Weird Garbage Collection Behavior

aris · November 2, 2012, 5:28am

I wrote a simple Sinatra app that takes any String from a URL parameter,
stores that value as an attribute of a Java DTO (MessageHolder.java),
and renders an ERB template that displays that value back in an HTML
page. The complete source can be found here:
https://github.com/billkoch/garbage_collection_weirdness

The strange behavior I noticed when profiling the app is the first
invocation:

GET /1

will create a MessageHolder object on the heap (as expected) and when I
force garbage collection, the object is reclaimed (again as expected).
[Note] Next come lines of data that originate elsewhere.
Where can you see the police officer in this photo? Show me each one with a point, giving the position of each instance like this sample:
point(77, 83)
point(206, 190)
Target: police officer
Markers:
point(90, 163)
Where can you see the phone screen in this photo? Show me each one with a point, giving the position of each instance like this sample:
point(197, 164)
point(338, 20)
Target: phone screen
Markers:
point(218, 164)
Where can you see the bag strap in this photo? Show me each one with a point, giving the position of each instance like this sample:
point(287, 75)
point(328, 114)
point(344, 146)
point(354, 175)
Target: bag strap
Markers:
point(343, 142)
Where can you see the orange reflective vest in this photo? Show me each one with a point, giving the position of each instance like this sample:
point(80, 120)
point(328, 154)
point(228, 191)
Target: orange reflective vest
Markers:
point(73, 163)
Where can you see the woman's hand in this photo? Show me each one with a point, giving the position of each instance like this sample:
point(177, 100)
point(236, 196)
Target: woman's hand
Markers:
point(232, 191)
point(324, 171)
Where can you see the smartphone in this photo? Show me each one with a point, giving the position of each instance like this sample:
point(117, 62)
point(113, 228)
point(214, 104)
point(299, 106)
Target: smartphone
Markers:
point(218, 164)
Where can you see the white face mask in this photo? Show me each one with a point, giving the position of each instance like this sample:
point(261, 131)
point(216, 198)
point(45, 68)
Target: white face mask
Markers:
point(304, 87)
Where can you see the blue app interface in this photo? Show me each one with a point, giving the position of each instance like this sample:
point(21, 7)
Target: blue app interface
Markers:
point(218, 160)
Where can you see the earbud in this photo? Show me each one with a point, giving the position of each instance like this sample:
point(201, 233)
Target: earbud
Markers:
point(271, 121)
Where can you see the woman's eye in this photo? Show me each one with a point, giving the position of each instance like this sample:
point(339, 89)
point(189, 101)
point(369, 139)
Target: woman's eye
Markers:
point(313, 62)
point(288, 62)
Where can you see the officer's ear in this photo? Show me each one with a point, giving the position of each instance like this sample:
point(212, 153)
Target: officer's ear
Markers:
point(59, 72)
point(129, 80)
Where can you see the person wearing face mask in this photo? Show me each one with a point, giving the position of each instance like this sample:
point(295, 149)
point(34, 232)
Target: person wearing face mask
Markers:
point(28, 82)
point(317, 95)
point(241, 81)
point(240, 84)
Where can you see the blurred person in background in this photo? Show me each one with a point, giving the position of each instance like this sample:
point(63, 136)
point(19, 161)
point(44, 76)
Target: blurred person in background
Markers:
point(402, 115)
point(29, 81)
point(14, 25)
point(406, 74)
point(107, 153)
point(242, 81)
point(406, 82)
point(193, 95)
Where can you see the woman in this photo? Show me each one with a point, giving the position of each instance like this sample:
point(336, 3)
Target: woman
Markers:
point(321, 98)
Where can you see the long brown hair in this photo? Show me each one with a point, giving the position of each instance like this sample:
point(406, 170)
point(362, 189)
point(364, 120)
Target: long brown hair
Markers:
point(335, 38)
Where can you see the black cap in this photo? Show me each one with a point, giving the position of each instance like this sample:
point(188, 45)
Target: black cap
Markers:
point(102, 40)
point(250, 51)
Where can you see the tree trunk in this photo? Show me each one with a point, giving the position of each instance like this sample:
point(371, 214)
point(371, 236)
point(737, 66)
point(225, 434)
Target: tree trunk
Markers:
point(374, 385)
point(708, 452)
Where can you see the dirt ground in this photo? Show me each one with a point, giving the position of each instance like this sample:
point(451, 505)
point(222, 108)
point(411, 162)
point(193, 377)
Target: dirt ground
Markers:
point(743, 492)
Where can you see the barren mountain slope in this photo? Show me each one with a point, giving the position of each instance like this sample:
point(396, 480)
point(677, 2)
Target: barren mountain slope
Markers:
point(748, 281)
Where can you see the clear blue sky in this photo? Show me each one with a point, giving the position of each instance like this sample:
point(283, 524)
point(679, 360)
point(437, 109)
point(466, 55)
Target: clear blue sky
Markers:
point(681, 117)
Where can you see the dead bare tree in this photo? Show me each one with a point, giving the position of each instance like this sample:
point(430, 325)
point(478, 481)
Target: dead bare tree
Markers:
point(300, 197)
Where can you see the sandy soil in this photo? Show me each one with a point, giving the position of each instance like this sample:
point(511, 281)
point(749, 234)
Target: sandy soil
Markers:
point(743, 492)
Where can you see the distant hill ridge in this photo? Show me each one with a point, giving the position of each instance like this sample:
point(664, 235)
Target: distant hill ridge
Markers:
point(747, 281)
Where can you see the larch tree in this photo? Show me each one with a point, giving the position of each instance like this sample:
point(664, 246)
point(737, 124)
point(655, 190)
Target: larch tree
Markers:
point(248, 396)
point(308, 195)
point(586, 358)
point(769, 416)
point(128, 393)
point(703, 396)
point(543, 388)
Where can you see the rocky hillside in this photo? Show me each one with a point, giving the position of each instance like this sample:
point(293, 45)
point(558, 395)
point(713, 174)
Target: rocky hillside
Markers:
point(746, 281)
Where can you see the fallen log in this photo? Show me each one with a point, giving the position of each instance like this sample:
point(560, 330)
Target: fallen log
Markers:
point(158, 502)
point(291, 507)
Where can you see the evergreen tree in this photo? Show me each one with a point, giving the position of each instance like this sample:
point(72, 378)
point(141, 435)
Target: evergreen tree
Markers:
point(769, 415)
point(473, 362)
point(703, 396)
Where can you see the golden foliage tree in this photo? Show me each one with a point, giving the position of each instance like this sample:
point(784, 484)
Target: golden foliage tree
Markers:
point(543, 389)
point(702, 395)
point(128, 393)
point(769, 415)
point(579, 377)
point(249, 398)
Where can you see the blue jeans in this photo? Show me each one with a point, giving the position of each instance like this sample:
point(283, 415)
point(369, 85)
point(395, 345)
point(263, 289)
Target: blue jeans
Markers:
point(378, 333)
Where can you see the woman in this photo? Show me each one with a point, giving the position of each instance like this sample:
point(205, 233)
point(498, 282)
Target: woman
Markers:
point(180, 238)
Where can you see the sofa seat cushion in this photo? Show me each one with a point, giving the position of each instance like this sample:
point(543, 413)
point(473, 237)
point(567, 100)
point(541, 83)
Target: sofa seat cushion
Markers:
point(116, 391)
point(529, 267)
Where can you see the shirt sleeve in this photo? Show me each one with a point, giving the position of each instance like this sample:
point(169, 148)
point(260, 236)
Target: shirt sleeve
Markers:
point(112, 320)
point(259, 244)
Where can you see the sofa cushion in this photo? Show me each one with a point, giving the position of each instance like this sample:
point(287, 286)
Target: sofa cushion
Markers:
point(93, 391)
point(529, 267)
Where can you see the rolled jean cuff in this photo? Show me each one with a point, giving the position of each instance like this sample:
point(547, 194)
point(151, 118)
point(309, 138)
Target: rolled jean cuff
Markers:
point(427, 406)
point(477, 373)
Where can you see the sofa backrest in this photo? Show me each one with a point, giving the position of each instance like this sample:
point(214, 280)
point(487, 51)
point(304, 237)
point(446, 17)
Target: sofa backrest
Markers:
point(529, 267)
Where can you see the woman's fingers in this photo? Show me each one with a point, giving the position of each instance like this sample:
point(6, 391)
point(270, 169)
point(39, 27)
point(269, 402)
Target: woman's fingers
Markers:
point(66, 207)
However, any subsequent call:

GET /2

will create a MessageHolder object on the heap, and forcing garbage
collection does NOT reclaim the object. I took a look at a heap
snapshot, and can’t figure out why the org.jruby.RubyThread is
keeping a reference to my Java DTO.

I’m running my app with Tomcat 6 (although I experience the same
problem with 7), Java 1.6, JRuby 1.7.0, and a war built using Warbler.

Attached is a screenshot of the heap snapshot. I’m sure there’s
something obvious I’m missing here, but I cannot figure out what I’m
doing wrong. Any help or insight would be greatly appreciated!

knappsych · November 5, 2012, 1:15am

On Thu, Nov 1, 2012 at 10:28 PM, William K. [email protected]
wrote:

The strange behavior I noticed when profiling the app is the first
invocation:

GET /1

will create a MessageHolder object on the heap (as expected) and when I
force garbage collection, the object is reclaimed (again as expected).

Is there a reason you feel you need to force GC?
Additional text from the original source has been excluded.